[JURIST] US Department of Homeland Security (DHS) [official website] Secretary Janet Napolitano [official profile] said Wednesday that the US government will begin to enforce immigration policy more strictly by targeting employers directly [transcript], rather than through continued use of controversial workplace raids. While attending a roundtable discussion [materials] at the Aspen Institute [organization website], a public policy think tank, Napolitano added that she was asking Attorney General Eric Holder [official profile] for assistance with prosecutions. Napolitano said:
There has been a lot of controversy about so-called work-site raids, whether those were effective, whether they were separating families, whether they were placing fear into people and the like. And we really have looked at that issue and said, look, we need to do work site enforcement. You can't just do immigration enforcement at the border.
You have to have interior enforcement to go along with it, and the primary driver of illegal immigration is the labor market, so you have to go after the pull that that market is creating. That means you have to go after employers who are hiring illegal labor. But we really weren't going after employers and we weren't really focused on the time and effort it takes to develop a case, to show that a particular employer was intentionally hiring illegal labor and the law requires us to be able to prove that knowing is knowledge and intent. …
I work with the U.S. Attorney's offices to bring those cases. I've talked a lot with Eric Holder, the AG, about opening the door for the U.S. Attorneys' offices for those cases; and so that is kind of, as we turn this big boat with different emphases, that is one emphasis that we do have.

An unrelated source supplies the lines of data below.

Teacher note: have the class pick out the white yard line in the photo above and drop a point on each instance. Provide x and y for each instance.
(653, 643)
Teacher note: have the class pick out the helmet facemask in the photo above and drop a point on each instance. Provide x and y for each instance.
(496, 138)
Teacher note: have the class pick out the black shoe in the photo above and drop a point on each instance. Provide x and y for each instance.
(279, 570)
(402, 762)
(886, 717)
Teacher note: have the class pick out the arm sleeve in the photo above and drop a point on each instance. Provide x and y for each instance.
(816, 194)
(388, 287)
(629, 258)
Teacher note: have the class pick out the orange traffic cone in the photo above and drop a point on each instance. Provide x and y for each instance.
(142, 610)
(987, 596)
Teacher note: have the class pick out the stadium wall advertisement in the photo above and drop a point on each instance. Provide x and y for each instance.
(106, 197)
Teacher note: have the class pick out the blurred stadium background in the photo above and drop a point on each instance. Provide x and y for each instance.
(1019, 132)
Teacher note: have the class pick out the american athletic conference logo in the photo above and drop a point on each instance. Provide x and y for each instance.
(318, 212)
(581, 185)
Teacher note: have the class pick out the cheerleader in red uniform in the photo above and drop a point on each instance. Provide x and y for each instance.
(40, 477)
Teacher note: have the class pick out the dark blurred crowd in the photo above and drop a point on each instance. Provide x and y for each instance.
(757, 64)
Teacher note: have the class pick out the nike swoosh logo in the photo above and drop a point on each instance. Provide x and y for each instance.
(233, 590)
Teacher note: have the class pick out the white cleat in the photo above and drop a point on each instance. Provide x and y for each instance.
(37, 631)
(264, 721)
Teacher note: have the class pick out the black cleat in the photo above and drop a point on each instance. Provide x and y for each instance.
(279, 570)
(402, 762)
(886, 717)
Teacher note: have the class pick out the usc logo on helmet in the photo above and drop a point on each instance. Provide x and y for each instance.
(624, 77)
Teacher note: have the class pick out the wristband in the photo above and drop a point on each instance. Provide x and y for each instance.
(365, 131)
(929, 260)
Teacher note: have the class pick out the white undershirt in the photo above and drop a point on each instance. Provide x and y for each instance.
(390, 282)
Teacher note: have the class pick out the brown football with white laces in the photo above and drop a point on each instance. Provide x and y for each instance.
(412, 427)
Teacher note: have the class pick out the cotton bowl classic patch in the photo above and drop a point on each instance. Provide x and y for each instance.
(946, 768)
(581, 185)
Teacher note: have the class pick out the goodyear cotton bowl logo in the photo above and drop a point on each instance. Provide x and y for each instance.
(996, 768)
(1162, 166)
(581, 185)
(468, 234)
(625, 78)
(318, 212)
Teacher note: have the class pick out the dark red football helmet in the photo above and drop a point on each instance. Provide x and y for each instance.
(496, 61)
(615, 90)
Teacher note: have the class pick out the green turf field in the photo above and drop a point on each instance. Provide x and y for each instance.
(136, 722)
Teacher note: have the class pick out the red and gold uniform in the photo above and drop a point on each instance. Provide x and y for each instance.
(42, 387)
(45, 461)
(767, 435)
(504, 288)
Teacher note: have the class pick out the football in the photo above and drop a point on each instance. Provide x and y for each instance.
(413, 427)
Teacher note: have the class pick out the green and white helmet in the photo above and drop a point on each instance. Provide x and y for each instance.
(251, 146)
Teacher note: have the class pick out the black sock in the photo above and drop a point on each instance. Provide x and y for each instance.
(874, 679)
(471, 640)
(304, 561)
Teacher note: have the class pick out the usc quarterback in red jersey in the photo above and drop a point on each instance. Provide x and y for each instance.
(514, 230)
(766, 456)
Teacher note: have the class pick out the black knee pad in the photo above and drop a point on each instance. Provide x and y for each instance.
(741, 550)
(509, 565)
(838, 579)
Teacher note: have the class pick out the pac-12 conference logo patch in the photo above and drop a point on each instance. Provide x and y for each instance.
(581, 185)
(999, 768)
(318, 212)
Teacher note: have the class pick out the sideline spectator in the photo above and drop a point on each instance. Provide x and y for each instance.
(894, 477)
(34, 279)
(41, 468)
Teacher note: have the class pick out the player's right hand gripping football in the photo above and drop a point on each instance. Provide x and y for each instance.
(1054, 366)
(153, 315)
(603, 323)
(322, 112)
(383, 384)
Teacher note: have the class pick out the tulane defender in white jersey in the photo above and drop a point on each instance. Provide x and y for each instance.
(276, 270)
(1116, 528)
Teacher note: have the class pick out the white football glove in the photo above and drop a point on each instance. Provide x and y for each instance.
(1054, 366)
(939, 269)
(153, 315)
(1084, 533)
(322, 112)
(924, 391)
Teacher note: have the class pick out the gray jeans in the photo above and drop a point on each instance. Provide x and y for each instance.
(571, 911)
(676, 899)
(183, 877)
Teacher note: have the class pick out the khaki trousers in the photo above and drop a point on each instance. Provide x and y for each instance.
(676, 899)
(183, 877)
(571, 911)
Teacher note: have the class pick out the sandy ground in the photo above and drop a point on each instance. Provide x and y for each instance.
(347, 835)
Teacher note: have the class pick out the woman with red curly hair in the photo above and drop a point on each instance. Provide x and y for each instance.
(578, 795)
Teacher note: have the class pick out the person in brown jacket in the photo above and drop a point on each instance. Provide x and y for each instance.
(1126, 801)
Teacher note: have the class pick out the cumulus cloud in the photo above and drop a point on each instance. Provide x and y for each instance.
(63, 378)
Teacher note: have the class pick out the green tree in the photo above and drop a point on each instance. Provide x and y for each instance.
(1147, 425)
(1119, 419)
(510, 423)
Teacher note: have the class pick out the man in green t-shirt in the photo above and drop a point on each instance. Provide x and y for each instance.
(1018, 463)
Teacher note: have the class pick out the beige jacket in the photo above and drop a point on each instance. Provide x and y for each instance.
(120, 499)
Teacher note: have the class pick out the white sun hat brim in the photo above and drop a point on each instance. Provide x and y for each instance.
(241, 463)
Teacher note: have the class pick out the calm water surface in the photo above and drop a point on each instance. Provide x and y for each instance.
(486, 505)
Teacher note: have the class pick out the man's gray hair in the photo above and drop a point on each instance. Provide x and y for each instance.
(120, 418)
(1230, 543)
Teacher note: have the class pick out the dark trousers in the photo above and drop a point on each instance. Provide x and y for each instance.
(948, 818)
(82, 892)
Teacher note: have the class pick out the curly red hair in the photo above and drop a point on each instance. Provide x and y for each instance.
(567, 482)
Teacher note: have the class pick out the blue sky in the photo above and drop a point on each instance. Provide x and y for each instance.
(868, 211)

Napolitano's suggestion is in line withthe current administration's proposed overhaul [release] of US immigration policy. Also on Wednesday, Holder vacated [order, PDF; JURIST report] an order [text, PDF] by former attorney general Michael Mukasey [JURIST news archive] that had denied those facing deportation the right to challenge immigration decisions based on ineffective assistance of counsel claims. In February, Napolitano called for a review [JURIST report] of workplace raids conducted by US Immigration and Customs Enforcement (ICE) [official website] officers. ICE has arrested [JURIST report] many non-criminal illegal immigrants in the past year, many of whom were imprisoned [JURIST report]. In April 2008, Seton Hall Law School's Center for Social Justice filed a lawsuit [Star-Ledger report] claiming that warrantless immigration raids violate the US Constitution.